Épître au pape

Auteur(s)

Année de composition

1792

Genre poétique

Description

Alexandrins en rimes plates

Mots-clés

Paratexte

Texte

Assistez-moi, grand Dieu, dans ma sainte entreprise ;
Je veux prêcher le Pape, et convertir l'Église. 
De tant de plats sermons j'ai supporté l'ennui !
Je prendrai, si je peux, ma revanche aujourd'hui ; 
Du Cardinal Maury je n'ai pas l'éloquence ; 
Mais je prêche, du moins, d'après ma conscience.

Saint-Père, je remarque avec quelque chagrin, 
Que votre vieux pouvoir penche vers son déclin. 
Aussi vous vous donnez de petits ridicules ; 
Vos brefs signés Royou, vos foudroyantes bulles 
Que l'on respecte à Rome, à Paris font pitié ; 
On n'y craint pas du tout d'être excommunié ; 
On nargue le Saint Siège, et sans aucun scrupule, 
Lorsque vous nous damnez, en public on vous brûle. 

Me sera-t-il permis, en cette extrémité, 
D'oser lever la voix vers votre Sainteté ? 
Je puis la conseiller mieux que le consistoire ; 
Je lui présenterai, pour son bien, pour sa gloire, 
Un projet de bon sens, fait pour être approuvé, 
Et que ses Cardinaux n'eussent jamais trouvé. 

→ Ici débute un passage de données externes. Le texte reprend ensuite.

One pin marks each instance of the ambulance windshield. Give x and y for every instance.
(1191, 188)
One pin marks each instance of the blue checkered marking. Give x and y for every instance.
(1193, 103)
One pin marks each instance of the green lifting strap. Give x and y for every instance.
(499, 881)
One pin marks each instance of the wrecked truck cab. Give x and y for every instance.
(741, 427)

Saint-Père, il faut vous dire à quel point nous en sommes : 
Jadis en les trompant, on gouvernait les hommes ;
Les tems sont bien changés ; le monde s'est instruit ; 
Ce fier Innocent trois, ce Boniface huit ; 
Parlaient au nom de Dieu, sur un ton despotique. 
Prenez un autre style, une autre politique ; 
Et pour que l'Univers écoute votre voix, 
Dites la vérité, pour la première fois.

Oh ! Qu'il ferait beau voir une bulle papale, 
Bien pleine de raison, bien sage, bien morale, 
Où, ne s'expliquant plus en pontife romain, 
Et portant la parole à tout le genre-humain, 
Sa Sainteté dirait : ô mes amis, mes frères, 
On vous a bien trompés, bien conté des chimères ; 
Les prêtres de tout tems, ont eu l'art d'effrayer, 
De mentir, et surtout de se faire payer :

On mettait son argent aux pieds des saints apôtres ; 
Moi, j'ai du droit divin usé comme les autres ; 
J'en demande pardon ; j'en ai quelques remords, 
Et je veux désormais réparer tous mes torts. 

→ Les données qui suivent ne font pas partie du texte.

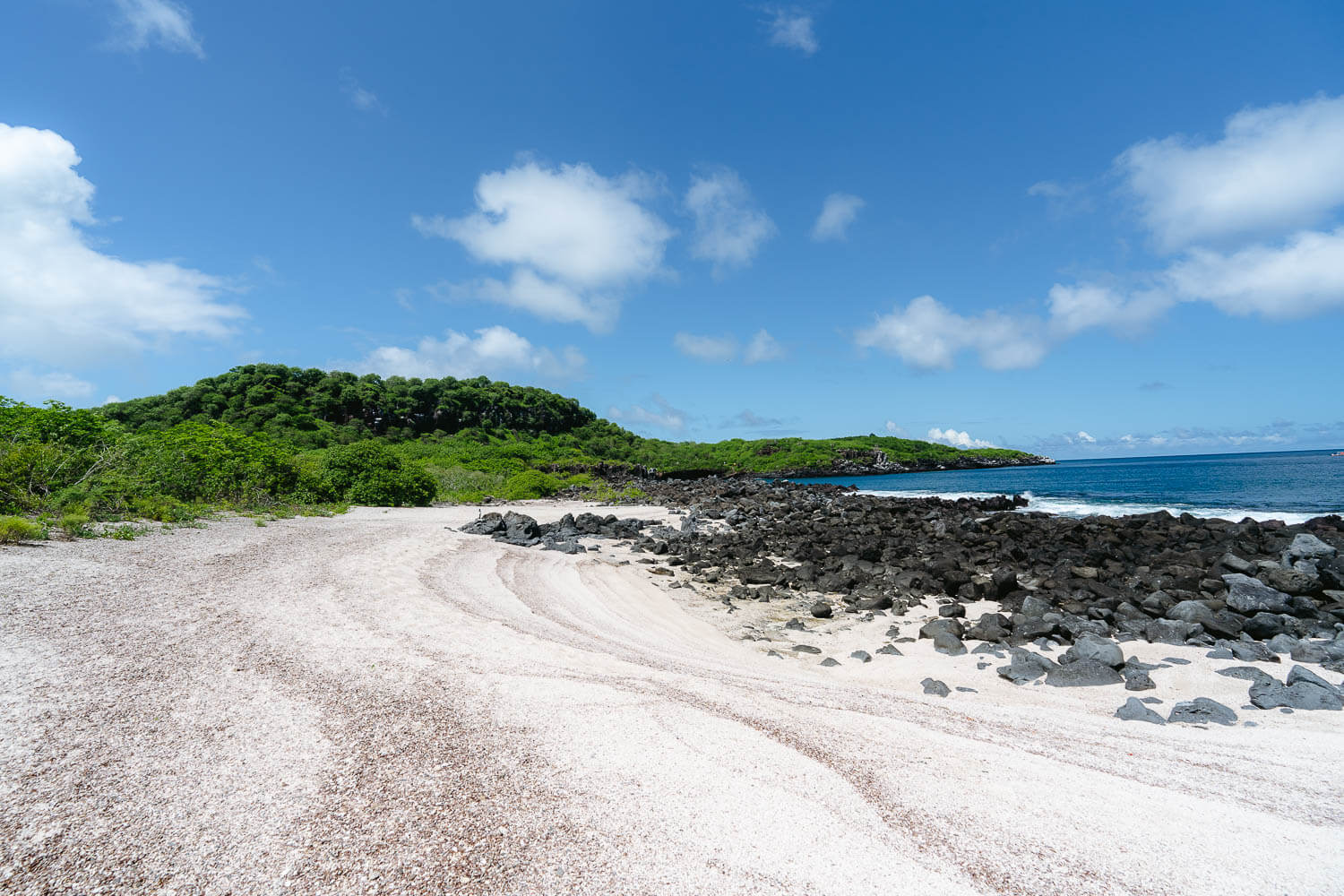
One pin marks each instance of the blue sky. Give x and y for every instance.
(1069, 228)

Je ne citerai plus Grégoire ni Basile, 
Ni le mauvais latin de quelque vieux concile, 
Ni l'absurde fatras de l'Épître aux Romains. 
Il est un livre écrit dans le cœur des humains, 
Qu'ils doivent consulter, qui peut seul les instruire, 
De sa lecture enfin suffit pour les conduire ; 
Ce livre est la raison : ses préceptes divins 
Sont loin de ressembler à tous ces dogmes vains, 
Rêves extravagans de cerveaux en délire. 
Deux prêtres peuvent-ils se regarder sans rire ? 
Et les hommes épris de ces illusions, 
Ont pu s'entr'égorger pour leurs religions ! 
Chacun vengeait la sienne : aveuglement extrême ! 
Il n'en existe qu'une, et tous ils ont la même. 
Rien n'en change le fonds, aucun tems, aucun lieu, 
Juifs, Chrétiens, Turcs , Chinois, tous adorent un Dieu, 
Principe intelligent de toute la nature, 
Un Dieu caché pour nous dans une nuit obscure,  
Et de qui la sagesse a su nous éclairer, 
Trop peu pour le comprendre, assez pour l'adorer. 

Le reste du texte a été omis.